House lawmakers will vote to extend sanctions authority on Iran when they return for a post-election session next week, GOP leadership announced late Thursday.

An extension authored by House Foreign Affairs Committee chairman Ed Royce will be introduced and considered next week, according to House Majority Leader Kevin McCarthy’s schedule. The underlying bill has been a fundamental plank of U.S. policy toward Iran since 1996, but it is due to expire at the end of the year. President Obama’s nuclear deal with Iran makes its extension a little dicier than usual.

“The Iran Sanctions Act was enacted to curb Tehran’s support for terrorism and its very dangerous weapons proliferation,” Royce said in October. “It should remain in place until the regime stops exporting terror and threatening us and our allies with deadly weapons.”

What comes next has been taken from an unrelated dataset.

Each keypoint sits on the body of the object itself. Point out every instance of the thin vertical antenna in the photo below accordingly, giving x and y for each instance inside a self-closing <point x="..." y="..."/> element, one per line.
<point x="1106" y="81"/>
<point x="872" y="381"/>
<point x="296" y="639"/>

The nature of the extension act will be critical, however. A bipartisan group of lawmakers want to add sanctions that target Iran’s ballistic missile program, which has continued to conduct tests since the Iran deal. Other Senate Democrats support extending the sanctions act without any additional policy changes, in part due to concern that Iran would argue that the new sanctions violated the nuclear deal.

“For the United States to maintain its unambiguous ability to immediately snapback sanctions in the coming years, ISA must be renewed or we will surrender this critical capability,” Sen. Richard Blumenthal, D-Conn., wrote in October letter to Senate Majority Leader Mitch McConnell. “Reauthorization is a significant step that will send a strong signal to Iran that the United States remains fully committed to vigorously enforcing the [nuclear deal].”

The Obama administration has argued America has the authority to “snapback” sanctions even if the sanctions act is not extended, but they’re not saying much else about Royce’s bill at the moment. “We’ll decline to comment on legislation before it is introduced,” a State Department spokesperson told the Washington Examiner Thursday.